Post by Erwin Coumans »

Antonio Martini wrote:the way i see it is that the Erin's work showed that SI approaches when implemented correctly and with minor but important modifications lead to a very efficient implementation of PGS. So in this respect it's a "fix" for SI approaches and takes advantage of the estabilished equivalence in order to implement PGS efficiently.
Sequentially applying actual impulses on rigid bodies is very intuitive which makes it easy to customize it to certain needs. However it is slower compared to performing the iterations on a sparse matrix incrementally updating the scalar lambda/delta values, like quickstep does (both ODE and Bullet include PGS/SOR quickstep).

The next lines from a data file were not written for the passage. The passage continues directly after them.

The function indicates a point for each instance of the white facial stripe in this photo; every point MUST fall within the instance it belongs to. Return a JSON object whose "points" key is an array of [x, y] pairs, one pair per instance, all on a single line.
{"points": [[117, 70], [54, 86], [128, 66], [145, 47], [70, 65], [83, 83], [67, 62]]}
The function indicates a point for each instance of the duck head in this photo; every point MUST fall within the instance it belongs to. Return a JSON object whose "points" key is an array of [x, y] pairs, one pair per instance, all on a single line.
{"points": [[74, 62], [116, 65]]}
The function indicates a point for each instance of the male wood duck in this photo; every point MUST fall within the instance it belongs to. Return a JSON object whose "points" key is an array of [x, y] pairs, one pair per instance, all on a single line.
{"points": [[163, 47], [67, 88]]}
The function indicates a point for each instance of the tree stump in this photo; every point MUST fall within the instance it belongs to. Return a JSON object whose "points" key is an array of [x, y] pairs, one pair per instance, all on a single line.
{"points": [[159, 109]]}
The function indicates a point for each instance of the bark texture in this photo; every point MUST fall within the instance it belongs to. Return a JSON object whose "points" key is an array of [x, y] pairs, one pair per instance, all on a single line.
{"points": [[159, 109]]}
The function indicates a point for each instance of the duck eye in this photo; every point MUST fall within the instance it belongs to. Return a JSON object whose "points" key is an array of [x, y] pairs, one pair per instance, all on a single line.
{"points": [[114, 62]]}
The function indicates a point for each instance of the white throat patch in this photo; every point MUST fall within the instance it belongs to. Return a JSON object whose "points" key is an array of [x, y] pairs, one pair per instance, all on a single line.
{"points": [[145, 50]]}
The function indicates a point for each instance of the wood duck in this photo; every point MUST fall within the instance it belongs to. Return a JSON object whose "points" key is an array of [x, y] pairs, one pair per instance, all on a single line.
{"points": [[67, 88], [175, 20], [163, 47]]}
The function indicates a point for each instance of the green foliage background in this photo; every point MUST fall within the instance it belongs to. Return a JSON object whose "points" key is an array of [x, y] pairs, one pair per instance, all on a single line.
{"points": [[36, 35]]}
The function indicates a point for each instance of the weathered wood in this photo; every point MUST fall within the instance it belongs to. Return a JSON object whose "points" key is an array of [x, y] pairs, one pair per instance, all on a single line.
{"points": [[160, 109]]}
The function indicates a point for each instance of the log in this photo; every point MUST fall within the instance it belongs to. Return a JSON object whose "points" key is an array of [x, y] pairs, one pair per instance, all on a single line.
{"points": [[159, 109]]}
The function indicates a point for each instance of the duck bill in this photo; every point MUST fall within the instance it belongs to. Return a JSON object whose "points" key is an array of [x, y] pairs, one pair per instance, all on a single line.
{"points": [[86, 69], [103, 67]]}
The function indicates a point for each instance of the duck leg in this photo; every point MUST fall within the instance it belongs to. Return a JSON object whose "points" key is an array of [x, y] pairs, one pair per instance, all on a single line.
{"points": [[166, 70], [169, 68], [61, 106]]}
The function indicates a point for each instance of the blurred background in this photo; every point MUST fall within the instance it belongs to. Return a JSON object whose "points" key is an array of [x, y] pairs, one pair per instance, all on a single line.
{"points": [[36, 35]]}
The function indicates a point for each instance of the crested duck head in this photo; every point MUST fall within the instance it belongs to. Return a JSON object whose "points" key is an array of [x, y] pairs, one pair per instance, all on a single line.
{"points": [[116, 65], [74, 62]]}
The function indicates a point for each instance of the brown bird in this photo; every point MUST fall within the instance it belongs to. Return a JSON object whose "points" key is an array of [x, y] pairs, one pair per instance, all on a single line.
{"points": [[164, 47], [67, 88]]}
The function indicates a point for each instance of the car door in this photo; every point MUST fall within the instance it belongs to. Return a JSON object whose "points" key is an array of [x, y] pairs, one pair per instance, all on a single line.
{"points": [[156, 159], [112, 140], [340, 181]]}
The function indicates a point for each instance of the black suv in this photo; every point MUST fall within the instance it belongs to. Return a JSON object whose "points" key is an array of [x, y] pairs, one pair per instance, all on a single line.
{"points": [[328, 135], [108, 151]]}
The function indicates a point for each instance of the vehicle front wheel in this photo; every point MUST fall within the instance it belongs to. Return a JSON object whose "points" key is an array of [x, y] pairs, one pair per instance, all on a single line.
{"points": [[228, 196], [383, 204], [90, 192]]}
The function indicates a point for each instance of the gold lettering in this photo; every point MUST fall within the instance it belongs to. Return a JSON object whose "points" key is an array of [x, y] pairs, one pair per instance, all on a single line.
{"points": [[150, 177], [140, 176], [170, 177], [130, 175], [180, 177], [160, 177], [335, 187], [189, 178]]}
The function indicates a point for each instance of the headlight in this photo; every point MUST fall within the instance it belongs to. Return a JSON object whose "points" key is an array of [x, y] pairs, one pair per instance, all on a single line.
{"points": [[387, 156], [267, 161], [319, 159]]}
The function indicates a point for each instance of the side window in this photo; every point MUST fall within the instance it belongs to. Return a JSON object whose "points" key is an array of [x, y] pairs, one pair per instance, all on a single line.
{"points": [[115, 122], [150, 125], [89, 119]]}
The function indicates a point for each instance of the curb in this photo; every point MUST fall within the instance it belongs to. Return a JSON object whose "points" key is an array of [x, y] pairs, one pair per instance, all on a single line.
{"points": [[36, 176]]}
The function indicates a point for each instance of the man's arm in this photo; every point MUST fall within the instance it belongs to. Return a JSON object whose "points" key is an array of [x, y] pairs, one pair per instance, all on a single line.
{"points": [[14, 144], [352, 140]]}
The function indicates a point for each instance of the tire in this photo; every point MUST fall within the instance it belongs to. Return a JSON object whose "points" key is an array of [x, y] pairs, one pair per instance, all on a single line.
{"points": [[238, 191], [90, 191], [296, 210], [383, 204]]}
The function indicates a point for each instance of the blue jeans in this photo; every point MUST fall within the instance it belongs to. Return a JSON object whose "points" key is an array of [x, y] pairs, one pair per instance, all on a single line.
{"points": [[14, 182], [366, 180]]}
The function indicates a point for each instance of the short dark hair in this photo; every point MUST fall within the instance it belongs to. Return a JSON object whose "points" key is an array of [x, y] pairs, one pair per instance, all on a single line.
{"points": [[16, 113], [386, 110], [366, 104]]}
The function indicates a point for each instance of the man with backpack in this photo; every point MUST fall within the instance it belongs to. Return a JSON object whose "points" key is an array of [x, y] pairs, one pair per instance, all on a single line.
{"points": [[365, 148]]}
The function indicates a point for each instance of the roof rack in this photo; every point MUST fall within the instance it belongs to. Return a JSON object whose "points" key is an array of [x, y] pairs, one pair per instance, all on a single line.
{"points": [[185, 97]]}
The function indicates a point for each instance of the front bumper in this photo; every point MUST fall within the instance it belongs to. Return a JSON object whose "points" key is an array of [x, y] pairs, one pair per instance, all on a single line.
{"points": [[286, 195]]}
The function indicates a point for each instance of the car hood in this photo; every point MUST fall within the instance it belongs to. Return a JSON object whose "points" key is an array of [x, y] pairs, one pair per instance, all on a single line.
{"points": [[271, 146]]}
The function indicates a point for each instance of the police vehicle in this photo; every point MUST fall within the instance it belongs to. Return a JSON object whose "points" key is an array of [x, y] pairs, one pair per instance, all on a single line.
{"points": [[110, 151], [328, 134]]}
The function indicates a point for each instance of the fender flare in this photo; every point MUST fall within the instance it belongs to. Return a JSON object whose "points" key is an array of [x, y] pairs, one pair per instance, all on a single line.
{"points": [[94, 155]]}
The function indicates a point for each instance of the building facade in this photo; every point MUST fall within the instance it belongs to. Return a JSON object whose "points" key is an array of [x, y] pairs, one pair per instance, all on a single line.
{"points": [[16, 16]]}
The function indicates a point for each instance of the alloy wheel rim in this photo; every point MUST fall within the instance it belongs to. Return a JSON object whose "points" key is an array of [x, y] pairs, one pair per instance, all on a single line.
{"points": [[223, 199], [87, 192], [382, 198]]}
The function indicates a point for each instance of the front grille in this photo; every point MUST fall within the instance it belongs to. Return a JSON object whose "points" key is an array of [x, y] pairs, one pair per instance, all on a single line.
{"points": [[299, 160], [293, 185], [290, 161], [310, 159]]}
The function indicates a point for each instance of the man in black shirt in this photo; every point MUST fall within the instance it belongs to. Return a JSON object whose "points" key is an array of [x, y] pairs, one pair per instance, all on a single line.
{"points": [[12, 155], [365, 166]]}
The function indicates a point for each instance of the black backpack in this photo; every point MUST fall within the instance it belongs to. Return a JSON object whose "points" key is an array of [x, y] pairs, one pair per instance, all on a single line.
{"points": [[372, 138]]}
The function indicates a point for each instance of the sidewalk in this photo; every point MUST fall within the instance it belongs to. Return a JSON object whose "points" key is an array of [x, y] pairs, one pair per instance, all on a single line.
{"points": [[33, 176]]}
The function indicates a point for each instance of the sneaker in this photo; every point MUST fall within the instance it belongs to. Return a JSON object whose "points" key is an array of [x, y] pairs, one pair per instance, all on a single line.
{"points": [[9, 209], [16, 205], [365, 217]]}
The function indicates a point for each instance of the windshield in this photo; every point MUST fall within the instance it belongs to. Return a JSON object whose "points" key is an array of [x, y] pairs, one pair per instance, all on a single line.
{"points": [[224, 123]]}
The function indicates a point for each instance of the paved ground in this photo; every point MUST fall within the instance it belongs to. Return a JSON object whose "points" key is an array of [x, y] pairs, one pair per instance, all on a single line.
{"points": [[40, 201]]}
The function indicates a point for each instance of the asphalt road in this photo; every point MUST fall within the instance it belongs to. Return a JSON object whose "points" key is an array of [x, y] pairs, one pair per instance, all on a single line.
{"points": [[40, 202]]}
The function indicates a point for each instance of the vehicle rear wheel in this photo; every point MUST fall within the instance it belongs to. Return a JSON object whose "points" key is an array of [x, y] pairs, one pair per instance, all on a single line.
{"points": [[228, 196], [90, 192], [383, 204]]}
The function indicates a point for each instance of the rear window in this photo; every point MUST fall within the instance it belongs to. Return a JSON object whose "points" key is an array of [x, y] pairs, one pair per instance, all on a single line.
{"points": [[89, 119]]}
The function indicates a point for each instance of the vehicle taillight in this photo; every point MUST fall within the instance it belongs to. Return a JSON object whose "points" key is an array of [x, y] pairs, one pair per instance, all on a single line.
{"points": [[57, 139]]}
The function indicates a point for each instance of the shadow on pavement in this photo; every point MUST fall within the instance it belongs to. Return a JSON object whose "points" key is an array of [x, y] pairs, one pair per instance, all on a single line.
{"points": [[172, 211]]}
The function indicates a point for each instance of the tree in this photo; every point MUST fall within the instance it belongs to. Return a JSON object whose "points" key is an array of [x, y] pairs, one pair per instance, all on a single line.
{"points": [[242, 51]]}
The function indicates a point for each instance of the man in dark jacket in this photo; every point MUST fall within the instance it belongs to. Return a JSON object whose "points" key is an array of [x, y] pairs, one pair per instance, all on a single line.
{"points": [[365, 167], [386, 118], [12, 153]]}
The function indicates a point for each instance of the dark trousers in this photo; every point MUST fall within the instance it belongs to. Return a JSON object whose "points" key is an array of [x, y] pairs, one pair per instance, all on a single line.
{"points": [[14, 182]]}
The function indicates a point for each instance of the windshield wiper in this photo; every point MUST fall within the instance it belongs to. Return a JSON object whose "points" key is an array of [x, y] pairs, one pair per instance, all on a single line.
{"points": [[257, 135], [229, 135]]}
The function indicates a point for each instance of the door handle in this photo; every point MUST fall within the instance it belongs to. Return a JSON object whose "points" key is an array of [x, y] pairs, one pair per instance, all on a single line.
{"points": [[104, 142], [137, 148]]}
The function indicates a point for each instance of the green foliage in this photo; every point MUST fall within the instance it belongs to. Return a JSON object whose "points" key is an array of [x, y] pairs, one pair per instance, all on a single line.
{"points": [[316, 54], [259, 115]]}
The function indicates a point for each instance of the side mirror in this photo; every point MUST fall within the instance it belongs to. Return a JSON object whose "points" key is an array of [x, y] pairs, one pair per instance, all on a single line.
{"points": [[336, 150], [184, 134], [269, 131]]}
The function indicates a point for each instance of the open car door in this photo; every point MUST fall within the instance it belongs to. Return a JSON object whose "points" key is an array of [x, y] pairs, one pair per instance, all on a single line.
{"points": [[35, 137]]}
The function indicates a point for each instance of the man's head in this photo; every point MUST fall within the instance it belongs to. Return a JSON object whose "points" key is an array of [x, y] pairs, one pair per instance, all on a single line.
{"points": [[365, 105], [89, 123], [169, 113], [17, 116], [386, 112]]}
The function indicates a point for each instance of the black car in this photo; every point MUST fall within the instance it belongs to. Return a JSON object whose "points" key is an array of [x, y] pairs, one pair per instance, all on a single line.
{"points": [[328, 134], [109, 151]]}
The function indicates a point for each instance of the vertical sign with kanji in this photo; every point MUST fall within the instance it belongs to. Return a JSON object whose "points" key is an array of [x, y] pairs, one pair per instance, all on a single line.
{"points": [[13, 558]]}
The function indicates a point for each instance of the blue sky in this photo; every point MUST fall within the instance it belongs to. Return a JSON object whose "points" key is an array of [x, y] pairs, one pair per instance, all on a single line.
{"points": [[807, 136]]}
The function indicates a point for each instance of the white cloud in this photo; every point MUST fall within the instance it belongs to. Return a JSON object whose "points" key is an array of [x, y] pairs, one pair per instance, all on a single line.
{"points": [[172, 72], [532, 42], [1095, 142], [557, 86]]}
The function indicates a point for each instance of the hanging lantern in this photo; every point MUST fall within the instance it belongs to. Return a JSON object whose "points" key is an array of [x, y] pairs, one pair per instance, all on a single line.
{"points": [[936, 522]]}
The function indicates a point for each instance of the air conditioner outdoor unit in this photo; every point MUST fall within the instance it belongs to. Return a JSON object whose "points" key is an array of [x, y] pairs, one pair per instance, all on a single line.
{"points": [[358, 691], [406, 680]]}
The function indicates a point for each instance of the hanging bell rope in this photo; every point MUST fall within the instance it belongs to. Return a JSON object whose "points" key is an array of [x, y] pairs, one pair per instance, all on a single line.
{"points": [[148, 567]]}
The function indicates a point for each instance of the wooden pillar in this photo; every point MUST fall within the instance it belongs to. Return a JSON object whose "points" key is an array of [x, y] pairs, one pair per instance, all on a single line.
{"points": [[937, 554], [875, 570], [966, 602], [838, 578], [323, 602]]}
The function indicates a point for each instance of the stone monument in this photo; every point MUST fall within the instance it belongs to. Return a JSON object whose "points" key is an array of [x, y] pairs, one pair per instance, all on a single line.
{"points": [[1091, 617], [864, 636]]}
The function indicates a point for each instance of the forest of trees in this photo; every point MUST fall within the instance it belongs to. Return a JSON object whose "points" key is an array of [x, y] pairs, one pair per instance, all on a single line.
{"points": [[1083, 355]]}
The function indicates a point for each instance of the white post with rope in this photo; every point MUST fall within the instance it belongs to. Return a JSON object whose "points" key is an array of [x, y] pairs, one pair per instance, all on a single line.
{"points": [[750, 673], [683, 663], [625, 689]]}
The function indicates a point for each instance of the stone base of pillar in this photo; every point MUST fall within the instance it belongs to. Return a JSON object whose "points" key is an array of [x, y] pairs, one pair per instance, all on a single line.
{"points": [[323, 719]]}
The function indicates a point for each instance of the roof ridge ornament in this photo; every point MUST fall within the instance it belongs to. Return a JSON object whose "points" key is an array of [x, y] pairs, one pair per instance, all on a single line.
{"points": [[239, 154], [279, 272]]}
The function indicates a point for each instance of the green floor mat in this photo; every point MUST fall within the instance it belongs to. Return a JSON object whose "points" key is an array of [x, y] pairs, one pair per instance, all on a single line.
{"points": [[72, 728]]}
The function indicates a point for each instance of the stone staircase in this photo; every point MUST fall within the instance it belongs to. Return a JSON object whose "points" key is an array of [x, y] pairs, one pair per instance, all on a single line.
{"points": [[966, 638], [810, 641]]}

In Bullet we are moving away from the actual application of impulses towards incrementally updating scalar values that represent the applied impulse and current velocities. Several variables such as normal and relative point of application don't change during the iterations, so the cross product can be precomputed. You can interpret this as transforming the applied impulse from world space or body space into constraint axis space.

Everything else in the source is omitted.